We stride into the large warehouse, gazing at the gray cement flooring and boxes scattered about, filled to the brim with off-brand candy.
I skip in front of my friend, Lara Hellenbrand, spreading my arms eagle-style as a weak “tada!” leaves my lips.
“This is Wal-Mart.”
She falls into step with me, wrinkling her nose slightly. “It’s really freaking dirty.”
I look around sheepishly. “Yeah…”
Lara and I met one hot morning during cross country practice and connected over our mutual dislike for the heat and running. We discovered that we had loads of things in common. There’s just one small difference between Lara and I: we were born and raised in different countries. She’s a German exchange student.
We ran together at least once a week in cross country, and I just barely got a sense of how different some aspects of our cultures were. Lara didn’t know how trick-or-treating worked, and when she tried to educate me on the German school system, I just kind of stood there, fish-mouthing. She’d never even been to a football game before. I took her to one or two, which resulted in her staring blankly, trying to comprehend the chants while I cheered like a lunatic.
We started hanging out outside of school obligations a few weeks later. It started out in a Starbucks, and then a blur of other places, like thrift shops and my grandmother’s house, until we ended up in the language aisle of a Half Price Books, where I learned my first word of German: kartoffel. It means potato in English.
There are no Wal-Marts in Germany. There aren’t any Targets or Taco Bells either. There are only Starbucks in large towns, and Lara lives in a small village about seven hours from Berlin. Now, we frequent Starbucks. I’ll stand in line behind Lara, snickering as the barista attempts to comprehend her accent. Lara will spell her name for the third time, and the lady behind the counter still fails to get it. We walk over to the counter where we get our drinks, and I’ll let out a cackle at the sight of “Lala” printed on Lara’s cup.
We take a seat by the windows of the Starbucks to people watch, and I pull out my phone to figure out a place to go. Lara takes my phone from me, scanning the list of shops and locations I’ve created to provide her with the true American experience.
It involves going to a bunch of really mundane places and me watching her react to them. The cool thing is that she gets to see places like Downtown Kansas City for the very first time, and I get to relive it through her. It makes me appreciate the little things.
Our greatest visit so far, aside from Wal-Mart, was the trip we took to Taco Bell a month or two back. We got two soft tacos apiece and sat in a booth, observing the place where so, so many arteries had been clogged.
“What did you think of that one, Lara?”
“I thought that it would be pretty disgusting, but after I tried it I really liked it.”
We went to IKEA directly afterwards. It’s like the Nebraska Furniture Mart of Europe, apparently. Despite the store being overwhelmingly Swedish, it reminds Lara of home. She told me stories of she and her brother competing to see who could snatch the most miniature pencils from the holders they had sitting around, and was horrified when I admitted I’d never tried their Swedish meatballs.

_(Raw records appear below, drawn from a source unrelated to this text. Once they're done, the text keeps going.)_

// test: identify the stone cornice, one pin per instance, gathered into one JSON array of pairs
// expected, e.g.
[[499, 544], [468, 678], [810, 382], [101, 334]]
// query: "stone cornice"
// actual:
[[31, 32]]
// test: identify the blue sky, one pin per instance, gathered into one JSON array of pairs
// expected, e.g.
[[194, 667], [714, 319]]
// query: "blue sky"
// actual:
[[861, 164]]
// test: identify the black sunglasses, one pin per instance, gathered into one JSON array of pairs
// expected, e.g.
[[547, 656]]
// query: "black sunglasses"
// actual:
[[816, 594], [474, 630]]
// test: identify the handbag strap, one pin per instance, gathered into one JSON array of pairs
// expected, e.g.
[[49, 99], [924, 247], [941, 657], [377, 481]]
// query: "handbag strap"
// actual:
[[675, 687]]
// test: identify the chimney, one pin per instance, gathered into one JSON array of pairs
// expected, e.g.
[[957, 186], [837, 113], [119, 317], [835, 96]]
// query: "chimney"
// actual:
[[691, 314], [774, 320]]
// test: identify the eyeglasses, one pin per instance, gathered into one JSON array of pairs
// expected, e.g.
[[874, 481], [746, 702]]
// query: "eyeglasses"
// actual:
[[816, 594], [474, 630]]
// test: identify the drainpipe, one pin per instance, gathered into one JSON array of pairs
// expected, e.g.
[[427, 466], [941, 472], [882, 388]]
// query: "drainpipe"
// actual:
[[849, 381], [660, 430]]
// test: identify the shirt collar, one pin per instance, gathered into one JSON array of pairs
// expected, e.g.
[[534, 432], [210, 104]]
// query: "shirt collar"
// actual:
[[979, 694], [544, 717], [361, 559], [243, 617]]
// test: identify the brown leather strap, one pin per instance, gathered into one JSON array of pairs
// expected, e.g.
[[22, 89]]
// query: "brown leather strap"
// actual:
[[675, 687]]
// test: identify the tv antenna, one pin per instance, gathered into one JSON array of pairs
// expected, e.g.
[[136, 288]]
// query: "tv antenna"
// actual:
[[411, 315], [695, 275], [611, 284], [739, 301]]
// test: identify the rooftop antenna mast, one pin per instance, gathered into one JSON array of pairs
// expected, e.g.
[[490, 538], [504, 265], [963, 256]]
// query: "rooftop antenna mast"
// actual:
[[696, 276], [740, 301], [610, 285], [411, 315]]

The single thing we did on our next trip to IKEA was sit in the food court, munching on meatballs. I don’t think I’ve ever received such a disgusted look when I told her I disliked them. We spent the remainder of our time shoving miniature pencils into our pockets.
“I got 14, how about you?”
We’ve also been privileged enough to expand our knowledge culturally by teaching each other words in our respective languages. I know approximately three words of German: hello, goodbye, and potato. I’ve taught her the words sketch, snazzy, and swaggie. With the help of each other, our dialects have never been more authentic. It’s just terrific.
Nagging in the back of both of our minds is the fact that this all is temporary. As excited as I am for Lara to be reunited with her family, friends and cats, it’s really weird to think that such a large part of my life is going to be five thousand miles away in less than two months.
We’re trying to cram as much as possible into the time we have left together, like those trips to Crown Center and Winsteads we always talk about making but never really do. I don’t want to think of the day I’ll have to say goodbye.
But we’ve got that kind of friendship where we’re trying to find an island in the Atlantic Ocean to meet up on, because we believe it’d make an excellent halfway point between Germany and America. Both of us have declared that this most definitely will not be a goodbye, just an “until we meet again.”